Wij bidden en werken voor een geestelijke opwekking in onze kerken. Wij weten niet of God dit gaat doen en hoe God dit wil geven. Wij moeten zaaien. We horen het suizen van de wind, maar we weten niet vanwaar deze komt en waar de wind naartoe gaat. Maar God laat waaien (zowel de noordelijke en zuidelijke wind), waar Hij wil.
Samen met mijn vrouw organiseer ik het kinderwerk, het tienerwerk en er is een vrouwenkring. Ook met het renoveren van de kerkgebouwen proberen we de gemeenteleden wakker te schudden. Ook diaconie is een zaak van ons hart. We vragen God vaak in onze gebeden hoe wij dit moeten beginnen. Er zijn kleine en voorzichtige stapjes gemaakt. Maar de grote stap kwam van onze vriend ds. Lőrincz István. Vanaf het moment vanaf ik hier predikant mag zijn, draagt hij onze situatie op zijn hart. Toen hij -op verzoek van Stichting Samarita- bezig was om nieuwe projecten te zoeken, werd hij in zijn hart bij ons bepaald. Wij geloven dat dit door de Heilige Geest geleid is.
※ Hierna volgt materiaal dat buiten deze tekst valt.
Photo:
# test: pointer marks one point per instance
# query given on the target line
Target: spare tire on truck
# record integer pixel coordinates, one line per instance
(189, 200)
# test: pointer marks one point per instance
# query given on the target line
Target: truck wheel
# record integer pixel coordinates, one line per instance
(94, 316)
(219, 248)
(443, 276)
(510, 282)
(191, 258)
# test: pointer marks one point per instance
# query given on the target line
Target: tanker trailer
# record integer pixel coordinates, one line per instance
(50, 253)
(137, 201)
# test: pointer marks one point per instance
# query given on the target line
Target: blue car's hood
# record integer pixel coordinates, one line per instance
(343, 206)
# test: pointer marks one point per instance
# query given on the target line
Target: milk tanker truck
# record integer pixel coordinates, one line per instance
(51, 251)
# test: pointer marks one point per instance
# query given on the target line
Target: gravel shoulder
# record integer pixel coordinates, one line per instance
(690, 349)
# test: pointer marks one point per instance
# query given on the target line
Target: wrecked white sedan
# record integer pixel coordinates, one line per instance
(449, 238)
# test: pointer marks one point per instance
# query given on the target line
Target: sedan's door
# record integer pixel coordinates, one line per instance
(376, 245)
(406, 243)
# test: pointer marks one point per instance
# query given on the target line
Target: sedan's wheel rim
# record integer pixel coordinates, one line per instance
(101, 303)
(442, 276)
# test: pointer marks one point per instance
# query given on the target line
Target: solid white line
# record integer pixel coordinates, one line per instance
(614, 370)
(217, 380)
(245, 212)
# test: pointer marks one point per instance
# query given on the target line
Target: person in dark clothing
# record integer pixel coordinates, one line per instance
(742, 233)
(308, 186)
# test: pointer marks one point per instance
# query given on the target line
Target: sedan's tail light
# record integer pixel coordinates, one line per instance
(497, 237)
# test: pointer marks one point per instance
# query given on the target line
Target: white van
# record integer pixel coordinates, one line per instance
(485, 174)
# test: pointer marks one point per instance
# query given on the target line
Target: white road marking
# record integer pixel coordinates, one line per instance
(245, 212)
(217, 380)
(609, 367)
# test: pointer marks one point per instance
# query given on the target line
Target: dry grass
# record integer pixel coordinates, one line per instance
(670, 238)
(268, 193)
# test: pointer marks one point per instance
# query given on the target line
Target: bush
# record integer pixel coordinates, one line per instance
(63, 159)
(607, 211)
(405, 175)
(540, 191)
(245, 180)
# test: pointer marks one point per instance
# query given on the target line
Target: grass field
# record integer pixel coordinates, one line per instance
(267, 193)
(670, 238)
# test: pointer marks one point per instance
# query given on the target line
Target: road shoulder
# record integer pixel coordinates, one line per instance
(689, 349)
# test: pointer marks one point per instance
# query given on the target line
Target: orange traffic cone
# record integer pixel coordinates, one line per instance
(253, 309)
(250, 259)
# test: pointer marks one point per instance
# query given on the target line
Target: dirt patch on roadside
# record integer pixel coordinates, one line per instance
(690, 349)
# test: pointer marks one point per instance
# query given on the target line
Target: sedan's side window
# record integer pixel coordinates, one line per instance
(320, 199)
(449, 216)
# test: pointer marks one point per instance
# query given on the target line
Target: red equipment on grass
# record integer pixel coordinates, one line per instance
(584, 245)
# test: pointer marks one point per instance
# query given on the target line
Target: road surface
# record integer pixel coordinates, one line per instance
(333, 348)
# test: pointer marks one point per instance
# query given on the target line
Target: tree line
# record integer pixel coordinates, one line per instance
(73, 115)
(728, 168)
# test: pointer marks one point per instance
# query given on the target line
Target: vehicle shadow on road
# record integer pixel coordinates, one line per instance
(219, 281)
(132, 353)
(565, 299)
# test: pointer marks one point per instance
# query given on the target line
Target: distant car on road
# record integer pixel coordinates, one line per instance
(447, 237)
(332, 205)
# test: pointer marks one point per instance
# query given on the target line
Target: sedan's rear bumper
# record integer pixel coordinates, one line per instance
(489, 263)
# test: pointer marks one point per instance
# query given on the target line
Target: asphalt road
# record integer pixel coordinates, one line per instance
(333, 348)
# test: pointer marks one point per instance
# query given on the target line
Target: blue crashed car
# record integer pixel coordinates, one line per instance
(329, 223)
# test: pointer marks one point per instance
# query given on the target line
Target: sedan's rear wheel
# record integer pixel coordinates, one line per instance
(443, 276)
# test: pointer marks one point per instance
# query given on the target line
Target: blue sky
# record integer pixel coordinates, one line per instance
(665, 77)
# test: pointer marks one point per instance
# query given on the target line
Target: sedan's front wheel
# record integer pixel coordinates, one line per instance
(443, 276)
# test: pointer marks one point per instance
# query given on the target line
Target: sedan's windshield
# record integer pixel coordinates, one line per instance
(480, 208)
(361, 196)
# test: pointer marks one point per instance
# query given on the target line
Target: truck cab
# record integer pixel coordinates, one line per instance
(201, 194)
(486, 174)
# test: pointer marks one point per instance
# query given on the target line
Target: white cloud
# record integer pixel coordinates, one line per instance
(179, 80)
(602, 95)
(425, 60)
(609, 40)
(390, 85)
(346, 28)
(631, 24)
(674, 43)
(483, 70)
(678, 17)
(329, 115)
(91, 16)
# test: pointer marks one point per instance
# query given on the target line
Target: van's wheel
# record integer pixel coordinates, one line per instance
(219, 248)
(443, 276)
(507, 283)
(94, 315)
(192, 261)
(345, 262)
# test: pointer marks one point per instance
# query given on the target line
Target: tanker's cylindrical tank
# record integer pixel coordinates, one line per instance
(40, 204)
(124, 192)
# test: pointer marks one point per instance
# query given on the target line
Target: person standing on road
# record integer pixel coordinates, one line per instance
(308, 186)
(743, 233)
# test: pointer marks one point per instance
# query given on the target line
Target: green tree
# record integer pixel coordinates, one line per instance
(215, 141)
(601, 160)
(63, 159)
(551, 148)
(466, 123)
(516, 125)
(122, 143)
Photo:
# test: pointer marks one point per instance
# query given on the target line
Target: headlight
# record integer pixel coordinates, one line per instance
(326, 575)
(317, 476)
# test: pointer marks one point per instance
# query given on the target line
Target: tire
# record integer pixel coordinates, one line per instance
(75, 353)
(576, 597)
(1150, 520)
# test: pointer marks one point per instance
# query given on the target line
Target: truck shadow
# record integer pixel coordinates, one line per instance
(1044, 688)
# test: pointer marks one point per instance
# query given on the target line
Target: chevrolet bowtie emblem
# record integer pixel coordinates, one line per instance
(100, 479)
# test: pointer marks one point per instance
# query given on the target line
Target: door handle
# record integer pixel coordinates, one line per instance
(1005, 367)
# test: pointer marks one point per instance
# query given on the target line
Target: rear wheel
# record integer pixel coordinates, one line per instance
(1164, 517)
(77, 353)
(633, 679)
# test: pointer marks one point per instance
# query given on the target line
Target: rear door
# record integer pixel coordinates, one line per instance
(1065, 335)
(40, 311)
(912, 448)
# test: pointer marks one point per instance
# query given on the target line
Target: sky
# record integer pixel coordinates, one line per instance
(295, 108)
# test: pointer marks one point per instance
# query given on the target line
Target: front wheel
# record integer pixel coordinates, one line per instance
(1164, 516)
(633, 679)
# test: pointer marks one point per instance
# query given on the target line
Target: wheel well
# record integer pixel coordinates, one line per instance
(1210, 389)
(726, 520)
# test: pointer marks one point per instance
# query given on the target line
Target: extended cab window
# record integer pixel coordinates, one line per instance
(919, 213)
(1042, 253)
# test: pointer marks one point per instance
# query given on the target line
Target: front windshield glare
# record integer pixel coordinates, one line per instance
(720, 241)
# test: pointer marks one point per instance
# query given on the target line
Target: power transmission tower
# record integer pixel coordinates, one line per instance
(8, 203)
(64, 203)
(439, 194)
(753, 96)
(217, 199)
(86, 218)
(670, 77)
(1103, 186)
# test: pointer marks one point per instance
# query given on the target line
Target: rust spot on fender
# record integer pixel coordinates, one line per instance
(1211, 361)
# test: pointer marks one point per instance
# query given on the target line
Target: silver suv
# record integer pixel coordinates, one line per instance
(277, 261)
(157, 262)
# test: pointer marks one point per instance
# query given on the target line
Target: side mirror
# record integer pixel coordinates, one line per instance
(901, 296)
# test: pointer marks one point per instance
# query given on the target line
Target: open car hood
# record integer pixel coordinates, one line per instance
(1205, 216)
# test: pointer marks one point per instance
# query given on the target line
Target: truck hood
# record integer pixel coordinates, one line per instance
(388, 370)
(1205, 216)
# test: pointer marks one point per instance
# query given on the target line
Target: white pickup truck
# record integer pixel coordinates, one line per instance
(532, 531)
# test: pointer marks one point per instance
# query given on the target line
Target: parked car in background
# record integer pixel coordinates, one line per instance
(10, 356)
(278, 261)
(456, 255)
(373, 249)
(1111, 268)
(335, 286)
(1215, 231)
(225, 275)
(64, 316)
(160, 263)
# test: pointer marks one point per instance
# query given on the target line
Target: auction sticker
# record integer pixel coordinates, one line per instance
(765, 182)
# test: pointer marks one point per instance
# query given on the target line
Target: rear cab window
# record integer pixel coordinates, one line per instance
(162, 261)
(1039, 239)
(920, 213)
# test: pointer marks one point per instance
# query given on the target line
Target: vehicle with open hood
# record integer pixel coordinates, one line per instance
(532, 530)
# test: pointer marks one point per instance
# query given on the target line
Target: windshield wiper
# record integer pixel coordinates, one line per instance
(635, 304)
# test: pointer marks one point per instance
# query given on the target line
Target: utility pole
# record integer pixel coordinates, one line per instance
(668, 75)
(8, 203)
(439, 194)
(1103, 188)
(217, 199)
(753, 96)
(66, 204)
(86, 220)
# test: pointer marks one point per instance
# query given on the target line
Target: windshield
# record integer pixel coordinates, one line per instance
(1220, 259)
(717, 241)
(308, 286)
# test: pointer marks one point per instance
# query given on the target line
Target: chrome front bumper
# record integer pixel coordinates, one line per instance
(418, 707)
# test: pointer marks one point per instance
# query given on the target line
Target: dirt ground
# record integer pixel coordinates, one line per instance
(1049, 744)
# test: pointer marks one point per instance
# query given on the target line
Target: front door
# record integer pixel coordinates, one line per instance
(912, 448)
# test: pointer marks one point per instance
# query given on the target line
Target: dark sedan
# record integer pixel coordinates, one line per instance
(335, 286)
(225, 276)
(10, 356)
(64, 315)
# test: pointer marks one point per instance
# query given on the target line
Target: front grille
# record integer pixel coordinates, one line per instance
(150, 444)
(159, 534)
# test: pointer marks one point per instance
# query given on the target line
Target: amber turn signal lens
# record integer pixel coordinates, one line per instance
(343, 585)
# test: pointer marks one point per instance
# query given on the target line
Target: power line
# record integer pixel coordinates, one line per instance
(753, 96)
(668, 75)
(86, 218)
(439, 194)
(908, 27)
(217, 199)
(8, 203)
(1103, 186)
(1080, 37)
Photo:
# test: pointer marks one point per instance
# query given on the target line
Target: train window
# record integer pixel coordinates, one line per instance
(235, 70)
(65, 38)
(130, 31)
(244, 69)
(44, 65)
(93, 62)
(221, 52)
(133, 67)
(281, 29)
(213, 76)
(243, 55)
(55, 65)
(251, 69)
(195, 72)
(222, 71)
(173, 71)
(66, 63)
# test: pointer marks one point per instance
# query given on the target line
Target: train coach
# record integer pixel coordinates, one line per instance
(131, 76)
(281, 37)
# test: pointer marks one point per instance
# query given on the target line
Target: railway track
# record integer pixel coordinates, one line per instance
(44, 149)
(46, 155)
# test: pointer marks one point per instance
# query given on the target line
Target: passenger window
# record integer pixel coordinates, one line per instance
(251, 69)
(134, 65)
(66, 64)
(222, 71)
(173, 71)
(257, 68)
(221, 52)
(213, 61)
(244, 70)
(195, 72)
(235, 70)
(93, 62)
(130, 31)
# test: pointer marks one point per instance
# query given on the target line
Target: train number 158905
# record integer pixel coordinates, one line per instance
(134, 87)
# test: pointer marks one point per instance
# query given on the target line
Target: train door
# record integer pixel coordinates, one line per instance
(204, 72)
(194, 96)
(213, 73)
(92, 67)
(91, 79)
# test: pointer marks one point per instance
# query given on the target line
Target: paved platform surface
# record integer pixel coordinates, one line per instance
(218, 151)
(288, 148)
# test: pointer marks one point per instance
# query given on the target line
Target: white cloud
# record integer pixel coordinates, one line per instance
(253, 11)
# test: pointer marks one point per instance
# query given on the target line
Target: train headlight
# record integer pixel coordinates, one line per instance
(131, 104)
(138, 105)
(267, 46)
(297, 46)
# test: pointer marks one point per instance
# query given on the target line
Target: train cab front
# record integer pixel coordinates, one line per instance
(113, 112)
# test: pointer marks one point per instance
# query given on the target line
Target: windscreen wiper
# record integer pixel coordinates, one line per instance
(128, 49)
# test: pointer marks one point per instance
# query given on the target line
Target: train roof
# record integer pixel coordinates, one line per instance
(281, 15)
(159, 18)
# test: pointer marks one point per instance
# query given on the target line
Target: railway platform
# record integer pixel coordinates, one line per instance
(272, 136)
Wij wonen 300 km bij hem vandaan, hij kent onze moeilijke situatie en weet van ons gebed. Het was voor ons een wonder, dat ds Lőrincz István ons in contact heeft gebracht met Stichting Samarita.
Het eerste dat onze broeder meedeelde, was, dat er enthousiaste jongeren willen komen helpen. Niet om pakketjes uit te delen, maar om huizen van arme gezinnen op te knappen. Dit is hier geen probleem, er zijn veel arme gezinnen die in slechte omstandigheden leven. Het is voor mij ook heel bijzonder dat men in deze omgeving, waar men niet weet wat diaconie inhoudt, nu kan leren van jongeren uit Nederland die komen helpen. De mensen -in deze omgeving- zijn alleen gericht op zichzelf, op hun eigen situatie, zorgen en problemen. Ik werd er heel enthousiast van dat jongeren proberen de moeilijke situatie van enkele arme gezinnen op te lossen. Maar vervolgens kwamen er bij mij ook bezwaren. Het is voor mij niet eenvoudig, ik ben namelijk helemaal niet deskundig. Ik ben geen bouwvakker, geen managerstype en ook de Engelse taal beheers ik niet goed. Zelfs in het Hongaars snap ik veel technische vaktaal niet, laat staan in het Engels. Maar omdat ik contactpersoon ben en daarom samen met Samarita de werkvakantie en de projecten moet voorbereiden, moet ik veel technische zaken begrijpen en organiseren. Dit heeft mij veel „Kopfzerbrechen” gegeven. Maar toen ik eraan dacht, dat wij vele leden van één lichaam zijn en dat de zwakkere leden aangewezen zijn op de hulp van de sterkere, toen ik dacht, dat de zaak van Christus hierdoor bevorderd kan worden, toen werden de zorgen klein. Want niet ik, niet wij zijn belangrijk, maar het gaat om het Koninkrijk van Christus!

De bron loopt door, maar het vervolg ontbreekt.